A cache-aside flow can be summarised as follows:
Check the cache first to determine whether the data is available.
If the data is available, it is a cache hit, and the cached data is returned.
If the data isn’t available, it is a cache miss. The database is queried for the data. The cache is then populated with the data retrieved from the database, which is returned.
Please read more Source
The application works, but it has become enormous over the years, and the over-provision culture, "be ready just in case", is not fitting anymore.
Finally, the core values of serverless computing, which include paying only for what is used and letting providers handle infrastructure and scalability, are now being recognised at the management level.
Requirements
We want architecture that supports over 10,000 requests per second with ideally 100 ms response time
Keep the cost under control
Keep performances and integration with other services
The question here is:
Can Serverless fit these requirements?
The answer is yes but it is very complicated because, out of the box, Serverless services are not all the same, and they are not scaling all at the same level.
Out of the box, a Serverless application works only:
If your workload is low
If spiky traffic is inside the quotas
If you are not in the above case like me, you are entering minefields made of multiple great advice:
Convert all to Async
Request quotas increase
Do not use Serverless, for later on to hear, go back to Serverless
Through the years, I learned a few tricks have a look at this series, and I am convinced that pretty much all can be rewritten in a Serverless way with some compromise to keep in consideration.
To make it simpler, I assume two types of requests for my application:
GET
POST
I want to discuss the synchronisation of GET requests and propose an architecture that simplifies the process. This architecture involves having only one endpoint, such as an API Gateway and a Lambda function. However, I would like to point out that the scalability of this approach is limited by the burst quota and downstream services used by the Lambda function.
Imagine I need to retrieve content for each request, which may consist of multiple items with an average size exceeding 100KB. There are various services available for storing data, but personally, I opted for S3 to keep a JSON file of that size.
Running a simple test, I have noticed the AWS SDK throwing errors:
In my case, it was the S3 SLOW DOWN error, but similar can apply to other services like DynamoDB table being throttled.
A good practice to protect downstream services is to start caching and work with some degree of stale data.
I invite you to read an old but still actual article from AWS Serverless Hero Yan Cui.
I placed CloudFront in front of the API Gateway and set a cache expiration time of 3 minutes, which is suitable for my use case to maintain data freshness.
My flow can be summarised as follows:
Check in DynamoDB the files to load based on the GET parameters.
Load N files in parallel and do some transformation based on logic given by the parameters.
Return data to the client.
The flow is simple, and now, thanks to CloudFront, I can achieve the 10,000 RPS required, but the performances are not great:
Moreover, there is the risk of a surge of requests after the 3 minutes of the CDN cache that could hit the S3 limitations.
Each S3 bucket can support a request rate of up to 3,500 PUT/COPY/POST/DELETE and 5,500 GET/HEAD requests per second.

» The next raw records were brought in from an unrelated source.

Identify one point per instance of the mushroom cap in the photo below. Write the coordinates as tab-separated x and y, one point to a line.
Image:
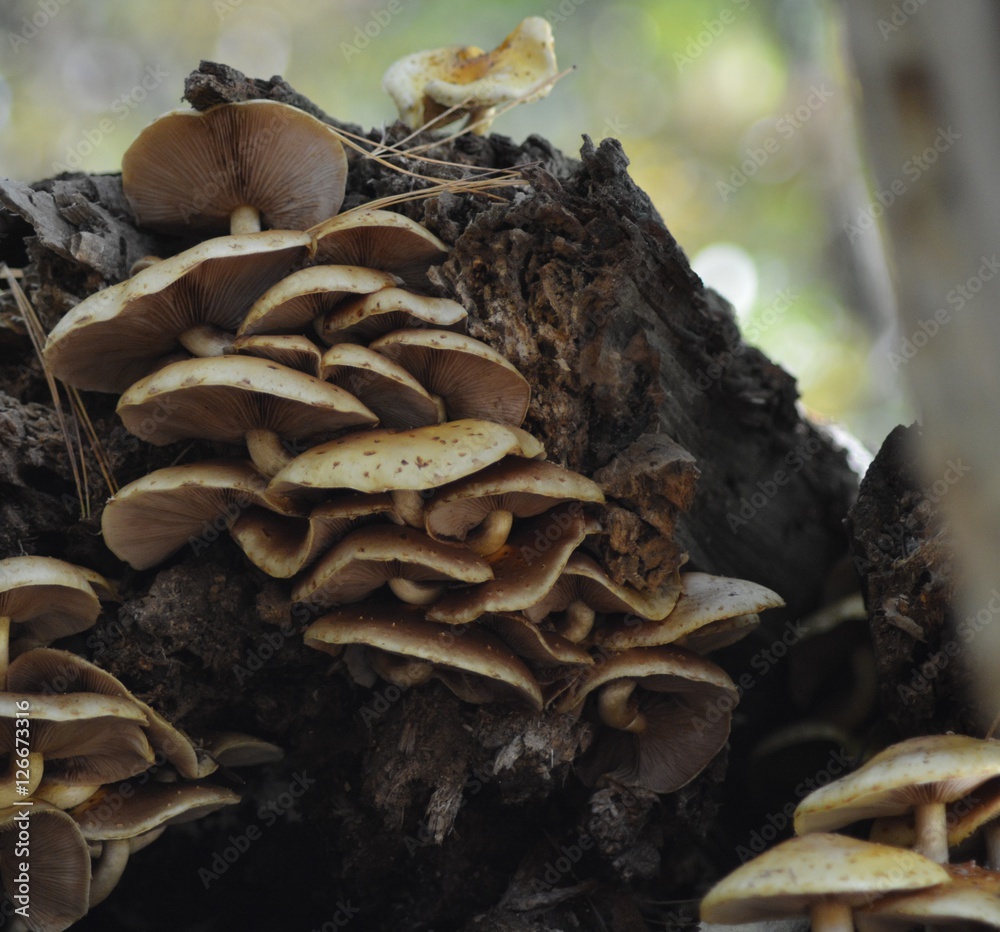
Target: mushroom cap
188	171
223	398
520	68
138	321
472	379
302	297
422	458
282	545
791	876
523	571
148	807
703	600
60	865
47	598
932	768
83	737
396	397
289	349
381	312
370	556
47	670
379	239
583	580
147	520
524	487
392	628
963	900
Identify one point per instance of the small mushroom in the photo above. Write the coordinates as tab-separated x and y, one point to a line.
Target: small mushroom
235	168
460	656
922	774
479	510
194	300
305	296
824	875
395	396
379	239
584	589
665	713
282	545
441	85
235	398
413	565
471	379
363	319
42	599
152	517
704	601
524	569
59	879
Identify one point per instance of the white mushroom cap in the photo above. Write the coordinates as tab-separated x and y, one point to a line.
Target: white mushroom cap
522	67
790	878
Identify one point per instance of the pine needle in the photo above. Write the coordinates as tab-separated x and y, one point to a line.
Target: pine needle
78	466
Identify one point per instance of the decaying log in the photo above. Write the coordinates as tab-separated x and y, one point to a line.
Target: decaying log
411	807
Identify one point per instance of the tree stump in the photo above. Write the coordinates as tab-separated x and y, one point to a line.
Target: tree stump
412	810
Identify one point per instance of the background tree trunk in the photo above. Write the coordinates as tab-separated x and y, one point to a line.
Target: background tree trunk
415	809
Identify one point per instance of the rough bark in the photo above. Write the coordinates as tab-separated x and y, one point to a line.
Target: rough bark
426	812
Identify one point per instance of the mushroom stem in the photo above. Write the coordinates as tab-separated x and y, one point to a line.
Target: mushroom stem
829	916
409	505
4	649
10	793
618	707
245	219
108	869
206	340
577	622
491	535
932	832
267	451
416	593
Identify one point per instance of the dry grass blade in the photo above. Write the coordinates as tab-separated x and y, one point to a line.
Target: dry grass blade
37	335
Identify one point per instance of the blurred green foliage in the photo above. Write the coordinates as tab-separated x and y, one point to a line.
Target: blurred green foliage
736	115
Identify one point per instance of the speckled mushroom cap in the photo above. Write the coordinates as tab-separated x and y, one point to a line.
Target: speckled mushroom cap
306	295
379	239
472	379
374	555
190	171
792	876
60	865
703	600
422	458
397	630
933	768
362	319
150	518
117	336
425	84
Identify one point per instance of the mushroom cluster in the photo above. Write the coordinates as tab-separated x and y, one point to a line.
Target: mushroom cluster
382	464
926	794
91	773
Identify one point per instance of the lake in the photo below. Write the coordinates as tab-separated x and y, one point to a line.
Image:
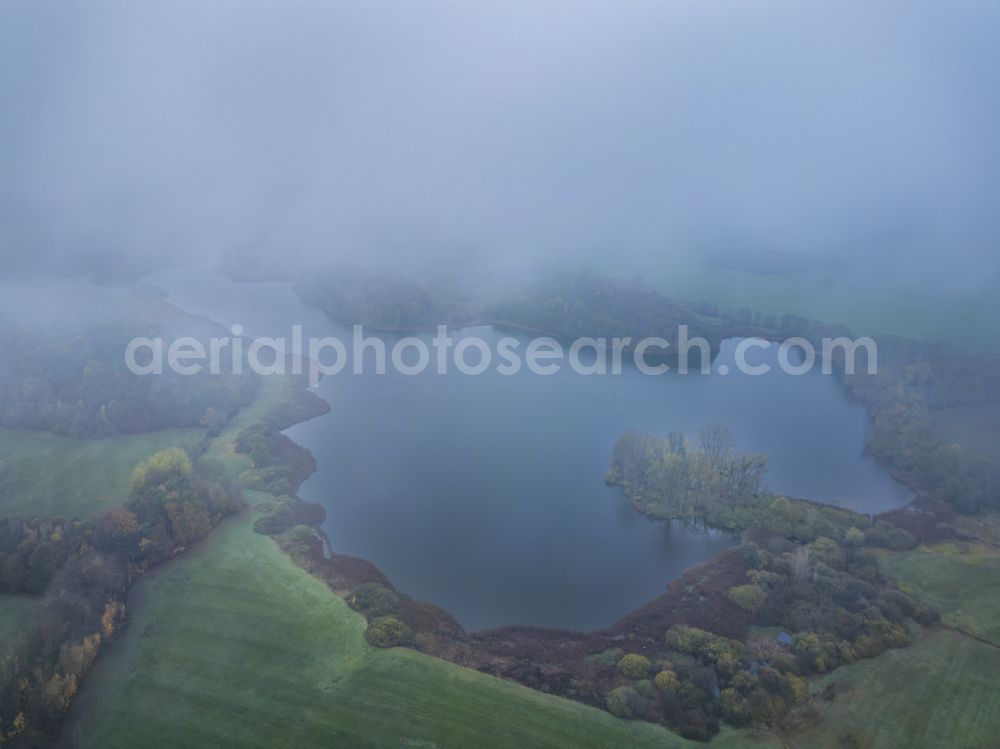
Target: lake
485	494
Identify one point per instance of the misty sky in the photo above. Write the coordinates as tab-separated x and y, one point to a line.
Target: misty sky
517	129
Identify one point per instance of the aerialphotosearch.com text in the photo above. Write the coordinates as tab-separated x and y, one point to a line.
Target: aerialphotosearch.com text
473	355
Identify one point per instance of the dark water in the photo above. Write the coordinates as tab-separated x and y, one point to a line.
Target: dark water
485	494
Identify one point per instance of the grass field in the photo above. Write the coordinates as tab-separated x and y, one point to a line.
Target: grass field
15	610
52	475
867	305
233	645
939	692
961	582
943	690
974	427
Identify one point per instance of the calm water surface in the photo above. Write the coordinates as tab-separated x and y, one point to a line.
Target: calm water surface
485	494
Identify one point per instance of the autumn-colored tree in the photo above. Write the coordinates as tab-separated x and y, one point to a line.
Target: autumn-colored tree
634	666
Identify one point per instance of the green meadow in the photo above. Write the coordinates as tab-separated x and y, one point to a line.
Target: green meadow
57	476
959	581
232	644
939	692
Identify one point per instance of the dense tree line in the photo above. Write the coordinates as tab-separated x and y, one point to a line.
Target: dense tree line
374	299
85	568
590	305
69	375
914	378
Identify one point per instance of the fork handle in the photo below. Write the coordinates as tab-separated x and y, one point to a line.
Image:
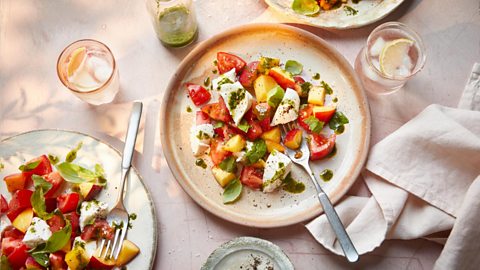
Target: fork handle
342	236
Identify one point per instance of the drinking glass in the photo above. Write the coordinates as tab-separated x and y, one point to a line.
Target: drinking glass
88	69
392	55
174	21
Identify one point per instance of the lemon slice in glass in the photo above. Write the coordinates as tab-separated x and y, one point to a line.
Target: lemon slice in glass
76	60
394	57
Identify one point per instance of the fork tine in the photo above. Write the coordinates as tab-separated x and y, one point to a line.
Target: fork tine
120	244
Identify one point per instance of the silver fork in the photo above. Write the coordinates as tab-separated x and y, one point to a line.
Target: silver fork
301	157
119	216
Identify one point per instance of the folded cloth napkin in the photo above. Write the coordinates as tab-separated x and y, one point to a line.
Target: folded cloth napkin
424	178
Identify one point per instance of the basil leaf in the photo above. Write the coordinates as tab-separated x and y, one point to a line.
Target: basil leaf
29	166
72	155
327	88
40	182
314	124
41	258
77	174
293	67
306	7
244	126
339	119
4	263
229	165
53	159
257	151
232	192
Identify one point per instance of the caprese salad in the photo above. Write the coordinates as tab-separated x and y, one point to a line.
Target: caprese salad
53	220
238	118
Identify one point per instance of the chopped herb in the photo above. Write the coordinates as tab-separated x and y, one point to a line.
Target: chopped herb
53	159
29	166
293	67
201	163
314	124
206	82
349	10
232	192
229	165
338	119
258	150
72	155
244	126
327	88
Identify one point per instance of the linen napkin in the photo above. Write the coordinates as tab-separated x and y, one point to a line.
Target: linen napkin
424	178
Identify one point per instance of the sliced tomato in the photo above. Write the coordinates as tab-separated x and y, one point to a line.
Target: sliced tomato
255	130
18	256
15	181
218	111
20	200
11	232
227	61
56	223
74	219
320	146
251	177
44	167
217	154
57	261
249	74
99	229
68	202
56	180
202	118
303	114
3	205
198	94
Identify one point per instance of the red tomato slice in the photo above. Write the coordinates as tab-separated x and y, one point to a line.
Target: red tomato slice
74	219
18	257
320	146
198	94
57	261
56	180
99	229
217	154
218	111
20	200
304	114
252	177
228	61
249	74
68	202
3	205
11	232
202	118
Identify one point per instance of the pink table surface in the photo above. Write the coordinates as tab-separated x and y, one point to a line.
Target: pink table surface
33	33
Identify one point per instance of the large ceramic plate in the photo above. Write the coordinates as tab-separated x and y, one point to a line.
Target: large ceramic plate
18	149
256	208
369	11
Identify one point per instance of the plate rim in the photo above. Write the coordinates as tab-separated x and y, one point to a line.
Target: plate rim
299	19
149	196
167	147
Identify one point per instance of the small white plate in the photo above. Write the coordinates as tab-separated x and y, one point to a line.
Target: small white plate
248	253
369	12
18	149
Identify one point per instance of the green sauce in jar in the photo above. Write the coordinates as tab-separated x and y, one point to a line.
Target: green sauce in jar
176	26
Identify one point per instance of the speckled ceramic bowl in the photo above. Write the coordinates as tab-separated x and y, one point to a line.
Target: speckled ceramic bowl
254	207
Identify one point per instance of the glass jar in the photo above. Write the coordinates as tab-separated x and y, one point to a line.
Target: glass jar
174	21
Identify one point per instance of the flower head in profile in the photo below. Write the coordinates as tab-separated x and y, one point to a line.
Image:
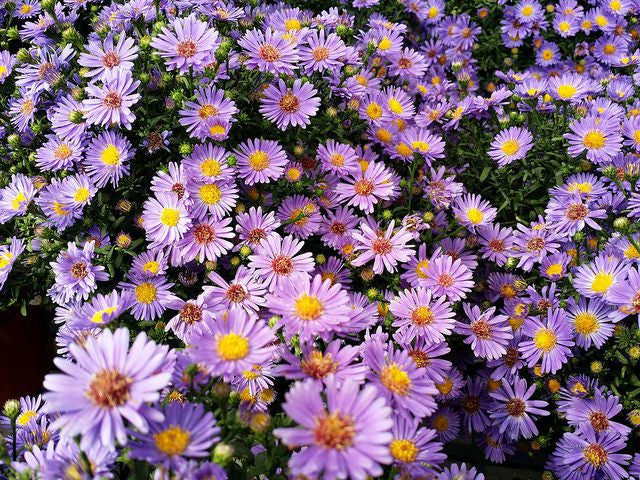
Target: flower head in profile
105	383
353	428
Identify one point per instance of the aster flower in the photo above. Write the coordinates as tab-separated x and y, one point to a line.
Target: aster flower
190	44
598	139
365	188
488	334
105	56
75	274
276	260
590	453
398	379
354	429
290	106
187	431
415	451
230	345
309	307
449	277
510	145
549	341
418	314
107	159
110	104
260	161
516	412
165	219
105	383
269	52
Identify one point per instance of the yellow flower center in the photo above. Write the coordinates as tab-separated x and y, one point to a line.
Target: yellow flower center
110	155
395	379
544	339
232	347
594	139
566	91
210	167
602	282
258	160
308	307
404	450
210	194
475	216
172	441
170	217
586	323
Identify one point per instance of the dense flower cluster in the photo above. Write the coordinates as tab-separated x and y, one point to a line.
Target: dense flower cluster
290	241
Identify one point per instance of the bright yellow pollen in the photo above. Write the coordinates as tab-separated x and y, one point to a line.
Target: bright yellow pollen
170	217
602	282
586	323
172	441
308	307
151	266
110	155
510	147
20	198
145	292
566	91
594	139
232	347
395	106
385	43
404	450
475	216
81	195
544	339
210	193
259	160
25	417
554	269
210	167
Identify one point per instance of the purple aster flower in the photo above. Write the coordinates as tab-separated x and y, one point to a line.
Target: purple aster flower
488	334
353	429
386	249
189	45
589	455
398	379
471	211
515	411
75	274
596	414
335	363
598	138
415	450
269	51
230	345
449	277
549	340
418	314
187	431
150	296
110	104
277	260
103	57
309	307
165	219
107	159
286	106
105	383
510	145
365	188
260	161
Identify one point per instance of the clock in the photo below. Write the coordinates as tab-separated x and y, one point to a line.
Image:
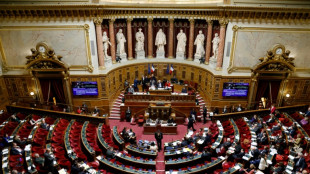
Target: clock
279	51
42	49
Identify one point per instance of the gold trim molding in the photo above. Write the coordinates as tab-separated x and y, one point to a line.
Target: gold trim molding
236	29
89	67
107	11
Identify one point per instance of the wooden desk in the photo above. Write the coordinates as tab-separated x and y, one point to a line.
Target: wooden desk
167	130
160	92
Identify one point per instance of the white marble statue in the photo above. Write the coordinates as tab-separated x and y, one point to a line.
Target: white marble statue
181	37
199	42
106	44
139	41
120	38
160	40
215	46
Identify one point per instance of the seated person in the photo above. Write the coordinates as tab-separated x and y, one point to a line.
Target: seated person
239	108
304	121
131	90
170	120
39	160
84	108
96	111
79	111
160	84
153	146
5	141
174	79
16	150
167	84
44	125
276	127
184	90
15	118
110	153
18	141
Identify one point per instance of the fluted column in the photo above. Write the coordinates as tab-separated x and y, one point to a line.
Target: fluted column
129	39
112	40
99	43
209	38
191	39
170	46
150	37
219	63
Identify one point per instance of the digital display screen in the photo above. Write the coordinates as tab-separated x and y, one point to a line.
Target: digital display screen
85	88
235	89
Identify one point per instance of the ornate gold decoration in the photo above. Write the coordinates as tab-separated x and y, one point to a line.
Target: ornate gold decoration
277	59
89	67
231	68
44	57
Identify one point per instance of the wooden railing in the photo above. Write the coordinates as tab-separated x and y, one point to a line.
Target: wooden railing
261	112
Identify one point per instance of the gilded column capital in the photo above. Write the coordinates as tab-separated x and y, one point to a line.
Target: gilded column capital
97	21
129	20
112	20
210	22
223	22
150	19
192	21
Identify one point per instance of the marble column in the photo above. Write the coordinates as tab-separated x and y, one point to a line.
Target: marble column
129	39
99	43
209	39
170	42
191	39
112	40
219	63
150	37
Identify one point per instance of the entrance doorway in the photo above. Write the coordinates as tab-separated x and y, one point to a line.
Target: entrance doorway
268	89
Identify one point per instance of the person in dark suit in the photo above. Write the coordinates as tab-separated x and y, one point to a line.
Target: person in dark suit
191	123
174	79
96	111
204	113
170	120
144	82
84	108
225	110
110	153
128	115
16	150
48	160
158	137
300	163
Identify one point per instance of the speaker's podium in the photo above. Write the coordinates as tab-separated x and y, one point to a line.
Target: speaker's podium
160	112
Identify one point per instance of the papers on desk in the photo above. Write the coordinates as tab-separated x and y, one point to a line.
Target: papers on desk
200	141
62	171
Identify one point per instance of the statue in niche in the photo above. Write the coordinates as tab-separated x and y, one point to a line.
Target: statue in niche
160	40
120	38
139	40
181	37
199	42
106	44
215	46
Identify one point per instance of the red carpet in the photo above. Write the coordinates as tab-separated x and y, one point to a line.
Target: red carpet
181	131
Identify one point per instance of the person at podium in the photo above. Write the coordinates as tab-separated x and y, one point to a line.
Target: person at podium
174	79
128	115
184	90
160	84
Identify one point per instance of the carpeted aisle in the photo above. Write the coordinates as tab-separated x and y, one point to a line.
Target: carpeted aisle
181	132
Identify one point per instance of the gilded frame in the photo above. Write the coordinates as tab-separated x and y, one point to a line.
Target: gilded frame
89	67
231	68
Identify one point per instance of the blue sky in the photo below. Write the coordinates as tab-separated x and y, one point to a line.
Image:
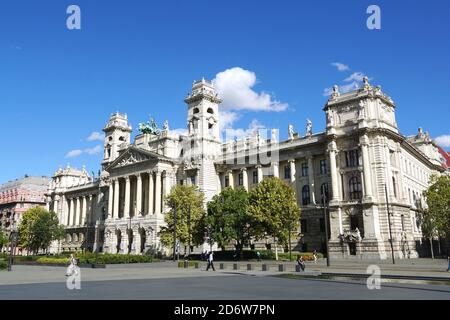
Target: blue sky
140	57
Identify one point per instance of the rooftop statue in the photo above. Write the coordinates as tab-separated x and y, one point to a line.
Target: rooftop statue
149	128
308	127
291	132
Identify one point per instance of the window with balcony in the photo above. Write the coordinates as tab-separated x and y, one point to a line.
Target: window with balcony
304	169
352	158
323	167
287	172
305	195
355	188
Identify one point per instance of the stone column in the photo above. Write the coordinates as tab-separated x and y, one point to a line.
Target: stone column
312	189
69	213
78	212
276	170
366	168
64	213
84	210
260	173
126	210
388	172
55	206
158	193
151	184
230	178
139	195
116	199
167	188
332	148
293	173
90	215
111	199
245	178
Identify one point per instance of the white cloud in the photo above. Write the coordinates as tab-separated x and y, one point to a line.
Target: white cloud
96	136
93	151
227	118
340	66
74	153
355	76
443	141
354	82
254	126
235	85
180	131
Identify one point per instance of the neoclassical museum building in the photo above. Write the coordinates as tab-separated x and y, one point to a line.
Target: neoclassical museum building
359	159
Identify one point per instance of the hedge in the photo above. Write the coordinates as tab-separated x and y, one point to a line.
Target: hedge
3	264
228	255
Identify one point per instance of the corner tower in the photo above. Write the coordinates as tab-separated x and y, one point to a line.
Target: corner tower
117	135
204	136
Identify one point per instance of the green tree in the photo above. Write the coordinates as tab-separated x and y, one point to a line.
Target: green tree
436	217
187	203
273	205
230	219
3	239
38	228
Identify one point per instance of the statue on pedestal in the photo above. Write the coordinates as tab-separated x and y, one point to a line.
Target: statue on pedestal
308	128
291	132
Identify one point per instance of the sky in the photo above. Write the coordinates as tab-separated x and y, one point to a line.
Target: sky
272	61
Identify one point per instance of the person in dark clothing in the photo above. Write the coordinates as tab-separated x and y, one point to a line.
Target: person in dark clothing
210	262
301	262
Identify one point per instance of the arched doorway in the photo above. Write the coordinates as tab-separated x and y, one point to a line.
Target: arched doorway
143	240
130	241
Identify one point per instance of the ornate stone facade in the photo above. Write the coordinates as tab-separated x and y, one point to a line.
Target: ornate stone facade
351	164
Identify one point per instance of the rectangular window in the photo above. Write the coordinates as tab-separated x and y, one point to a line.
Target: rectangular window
303	226
352	158
322	224
287	172
255	177
323	167
304	169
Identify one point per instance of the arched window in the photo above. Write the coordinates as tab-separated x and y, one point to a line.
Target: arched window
305	195
323	187
355	188
394	186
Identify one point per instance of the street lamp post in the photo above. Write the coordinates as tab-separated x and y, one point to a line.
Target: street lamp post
12	241
174	234
189	231
324	200
391	239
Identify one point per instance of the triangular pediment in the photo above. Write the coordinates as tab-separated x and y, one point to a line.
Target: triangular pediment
135	155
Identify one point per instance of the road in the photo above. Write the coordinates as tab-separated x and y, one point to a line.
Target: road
166	282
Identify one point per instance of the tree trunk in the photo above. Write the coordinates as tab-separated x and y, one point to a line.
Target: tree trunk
431	248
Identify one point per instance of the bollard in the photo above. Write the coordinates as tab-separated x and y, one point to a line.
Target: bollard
282	267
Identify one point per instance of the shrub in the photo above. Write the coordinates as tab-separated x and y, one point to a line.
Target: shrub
50	260
3	264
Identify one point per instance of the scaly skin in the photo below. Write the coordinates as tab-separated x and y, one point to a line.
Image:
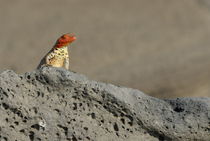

If you exceed these limits, you'll receive the SlowDown error.
I'm sure there's a way to work around it, but it will increase complexity and may not be worth the effort.
Conclusion
To address the issue, my next article will explore the cache-aside pattern in Lambda. This approach should lead to immediate performance gain. I have found that caching data can greatly improve performance. Still, I have hesitated to use clusters due to the complexity of choosing between Amazon API Gateway Cache, ElastiCache, or DAX. The multitude of options, including instance type, number of replicas, zones, and VPCs, can be overwhelming and time-consuming to configure.